Das Todesopfer liegt von Kugeln durchsiebt auf dem schmalen Gang eines Hinterhofs. Die Polizeibeamten stülpen gelangweilt ein paar schwarze Müllsäcke über den leblosen Körper und schmeißen ihn wie einen verfaulten Rinderkadaver auf die Ladefläche ihres Pick-Up-Trucks. Kleine Kinder stehen lächeln daneben, schauen kurz und widmen sich dann doch lieber ihrem Fußball. Das Auto mit der Leiche braust davon – ein gewöhnlicher Tag in Soyapango, einer Vorstadt von San Salvador.

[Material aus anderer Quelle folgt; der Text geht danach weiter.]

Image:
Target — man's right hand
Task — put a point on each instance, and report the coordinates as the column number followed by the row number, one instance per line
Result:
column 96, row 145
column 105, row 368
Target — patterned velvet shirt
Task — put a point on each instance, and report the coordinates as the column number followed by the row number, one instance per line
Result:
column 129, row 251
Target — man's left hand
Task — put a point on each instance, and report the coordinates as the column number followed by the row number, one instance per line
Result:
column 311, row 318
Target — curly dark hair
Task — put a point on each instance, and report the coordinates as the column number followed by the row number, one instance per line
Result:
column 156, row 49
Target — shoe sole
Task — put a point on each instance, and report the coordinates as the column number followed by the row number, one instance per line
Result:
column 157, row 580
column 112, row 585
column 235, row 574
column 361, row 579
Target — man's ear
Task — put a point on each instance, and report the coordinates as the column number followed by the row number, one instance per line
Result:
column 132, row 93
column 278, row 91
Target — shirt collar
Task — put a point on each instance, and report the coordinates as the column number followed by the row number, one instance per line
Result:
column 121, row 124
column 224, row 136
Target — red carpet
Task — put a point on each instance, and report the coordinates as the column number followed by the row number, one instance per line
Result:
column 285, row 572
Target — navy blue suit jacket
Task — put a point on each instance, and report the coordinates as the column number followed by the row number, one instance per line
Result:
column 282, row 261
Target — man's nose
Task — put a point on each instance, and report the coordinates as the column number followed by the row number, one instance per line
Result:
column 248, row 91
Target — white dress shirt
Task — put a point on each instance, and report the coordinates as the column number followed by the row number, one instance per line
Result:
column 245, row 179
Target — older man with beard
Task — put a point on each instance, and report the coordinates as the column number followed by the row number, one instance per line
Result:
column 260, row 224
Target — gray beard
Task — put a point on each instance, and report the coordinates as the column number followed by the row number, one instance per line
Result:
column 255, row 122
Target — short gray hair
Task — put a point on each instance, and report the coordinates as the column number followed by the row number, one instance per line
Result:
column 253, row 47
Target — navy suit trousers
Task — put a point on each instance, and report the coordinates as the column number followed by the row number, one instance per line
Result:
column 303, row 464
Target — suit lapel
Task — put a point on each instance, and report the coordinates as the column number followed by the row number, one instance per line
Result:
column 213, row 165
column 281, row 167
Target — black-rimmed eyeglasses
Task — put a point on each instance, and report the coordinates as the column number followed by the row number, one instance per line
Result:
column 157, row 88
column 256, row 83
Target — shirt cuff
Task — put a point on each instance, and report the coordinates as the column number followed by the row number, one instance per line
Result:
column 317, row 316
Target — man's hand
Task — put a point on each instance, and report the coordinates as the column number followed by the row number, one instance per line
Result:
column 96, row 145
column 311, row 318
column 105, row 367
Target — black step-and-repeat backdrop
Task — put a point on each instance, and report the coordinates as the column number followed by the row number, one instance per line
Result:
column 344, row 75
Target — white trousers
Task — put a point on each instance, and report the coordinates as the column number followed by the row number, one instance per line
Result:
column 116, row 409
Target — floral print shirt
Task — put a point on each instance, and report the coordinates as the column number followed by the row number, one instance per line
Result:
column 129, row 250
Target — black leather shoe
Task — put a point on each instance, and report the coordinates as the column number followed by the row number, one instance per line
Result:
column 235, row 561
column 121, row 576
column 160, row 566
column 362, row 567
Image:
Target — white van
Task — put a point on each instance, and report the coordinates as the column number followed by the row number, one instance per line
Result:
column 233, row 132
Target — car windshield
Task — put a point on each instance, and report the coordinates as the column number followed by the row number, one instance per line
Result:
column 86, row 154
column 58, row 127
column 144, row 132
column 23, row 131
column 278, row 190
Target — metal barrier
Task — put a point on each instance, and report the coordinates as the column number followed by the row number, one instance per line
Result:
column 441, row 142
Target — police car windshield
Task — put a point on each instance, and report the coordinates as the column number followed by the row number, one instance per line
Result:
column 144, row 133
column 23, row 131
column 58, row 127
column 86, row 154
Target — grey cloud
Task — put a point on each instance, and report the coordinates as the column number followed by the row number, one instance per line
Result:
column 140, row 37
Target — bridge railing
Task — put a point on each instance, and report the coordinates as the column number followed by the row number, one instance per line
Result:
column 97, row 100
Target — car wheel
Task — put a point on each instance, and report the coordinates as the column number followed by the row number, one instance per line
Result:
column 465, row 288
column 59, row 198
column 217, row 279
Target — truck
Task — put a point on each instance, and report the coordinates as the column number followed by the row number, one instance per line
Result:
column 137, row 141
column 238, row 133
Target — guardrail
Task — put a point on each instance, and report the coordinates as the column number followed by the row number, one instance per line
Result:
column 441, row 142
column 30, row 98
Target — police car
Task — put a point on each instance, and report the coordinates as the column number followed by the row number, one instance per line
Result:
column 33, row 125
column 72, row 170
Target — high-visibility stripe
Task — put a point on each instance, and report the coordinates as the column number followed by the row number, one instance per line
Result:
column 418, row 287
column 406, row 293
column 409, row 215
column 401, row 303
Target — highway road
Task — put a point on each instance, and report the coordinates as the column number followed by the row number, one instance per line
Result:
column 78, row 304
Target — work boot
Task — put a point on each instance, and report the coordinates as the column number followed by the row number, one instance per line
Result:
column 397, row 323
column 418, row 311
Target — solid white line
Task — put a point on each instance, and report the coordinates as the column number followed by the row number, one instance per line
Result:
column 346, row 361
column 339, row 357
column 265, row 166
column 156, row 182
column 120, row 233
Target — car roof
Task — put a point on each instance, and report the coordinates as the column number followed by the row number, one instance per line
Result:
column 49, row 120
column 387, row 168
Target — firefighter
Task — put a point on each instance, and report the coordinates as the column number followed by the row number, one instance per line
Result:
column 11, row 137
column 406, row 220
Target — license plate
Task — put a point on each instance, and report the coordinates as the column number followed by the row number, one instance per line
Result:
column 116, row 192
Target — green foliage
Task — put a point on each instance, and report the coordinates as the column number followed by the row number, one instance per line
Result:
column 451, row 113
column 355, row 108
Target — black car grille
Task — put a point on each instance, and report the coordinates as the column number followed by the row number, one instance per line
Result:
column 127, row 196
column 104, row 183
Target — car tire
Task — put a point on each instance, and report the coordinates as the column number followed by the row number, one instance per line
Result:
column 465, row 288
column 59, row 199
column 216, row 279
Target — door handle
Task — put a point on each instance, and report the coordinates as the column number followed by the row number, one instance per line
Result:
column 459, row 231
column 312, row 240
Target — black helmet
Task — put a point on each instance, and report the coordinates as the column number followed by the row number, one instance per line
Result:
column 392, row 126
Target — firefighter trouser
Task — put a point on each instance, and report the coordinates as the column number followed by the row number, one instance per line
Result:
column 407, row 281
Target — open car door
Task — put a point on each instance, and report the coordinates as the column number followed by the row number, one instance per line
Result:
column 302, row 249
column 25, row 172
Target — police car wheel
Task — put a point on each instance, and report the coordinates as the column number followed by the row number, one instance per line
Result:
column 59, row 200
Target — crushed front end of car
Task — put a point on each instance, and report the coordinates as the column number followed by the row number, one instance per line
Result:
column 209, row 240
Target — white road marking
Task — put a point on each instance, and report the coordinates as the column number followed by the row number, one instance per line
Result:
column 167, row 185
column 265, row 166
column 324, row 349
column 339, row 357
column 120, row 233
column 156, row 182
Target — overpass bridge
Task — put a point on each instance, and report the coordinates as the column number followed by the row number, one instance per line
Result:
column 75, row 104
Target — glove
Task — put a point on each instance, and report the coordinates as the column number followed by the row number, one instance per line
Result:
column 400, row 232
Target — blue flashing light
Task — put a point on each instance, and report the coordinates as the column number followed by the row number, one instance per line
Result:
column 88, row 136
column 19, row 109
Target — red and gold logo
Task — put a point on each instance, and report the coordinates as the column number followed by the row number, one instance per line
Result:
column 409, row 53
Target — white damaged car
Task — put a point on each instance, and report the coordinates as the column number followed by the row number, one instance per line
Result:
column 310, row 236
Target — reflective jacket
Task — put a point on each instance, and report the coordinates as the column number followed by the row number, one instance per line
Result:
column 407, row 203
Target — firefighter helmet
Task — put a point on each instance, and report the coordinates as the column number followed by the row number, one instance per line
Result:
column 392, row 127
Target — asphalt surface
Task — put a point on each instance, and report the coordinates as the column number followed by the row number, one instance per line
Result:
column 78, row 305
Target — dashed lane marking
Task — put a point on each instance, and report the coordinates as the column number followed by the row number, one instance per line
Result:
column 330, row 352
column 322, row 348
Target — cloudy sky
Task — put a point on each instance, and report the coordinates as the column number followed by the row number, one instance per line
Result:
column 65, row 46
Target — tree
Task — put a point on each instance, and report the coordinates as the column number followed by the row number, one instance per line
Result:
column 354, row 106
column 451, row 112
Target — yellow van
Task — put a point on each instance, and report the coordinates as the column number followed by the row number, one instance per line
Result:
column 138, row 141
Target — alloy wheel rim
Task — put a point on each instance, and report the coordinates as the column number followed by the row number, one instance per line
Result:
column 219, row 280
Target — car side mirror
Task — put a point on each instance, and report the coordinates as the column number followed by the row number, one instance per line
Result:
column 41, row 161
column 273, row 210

Die Dokumentation des Franzosen Christian Poveda ist kein Gangfilm wie „City of God“. Die von ihm beschriebene Gewalt ist roh, von unfassbarer Brutalität, ohne Hoffnung auf ein Ende. Es gibt keine Helden oder Antihelden, keine vermeintlich coolen Gangster oder eine Ästhetisierung des Milieus, in der Bandenmitglieder zu starken Pistoleros verklärt werden. „La vida loca“ ist ein Film, in dem es nur Verlierer gibt und keine moralischen Gewinner.

Christian Poveda arbeitete drei Jahre an seinem Film über die „Mara 18“, eine der brutalsten Gangs in Lateinamerika, die sich an den berüchtigten Gangs von Los Angeles orientiert. Die Mitglieder tragen als Zugehörigkeit zahlreiche Tätowierungen auf ihren Körpern, manche sogar im Gesicht. Sie sind mit einer anderen lokalen Mara-Bande, der „MS“, verfeindet, und es gilt das Gesetz der Blutrache. Ein Opfer fordert automatisch das nächste – und davon gibt es viele in diesem Film.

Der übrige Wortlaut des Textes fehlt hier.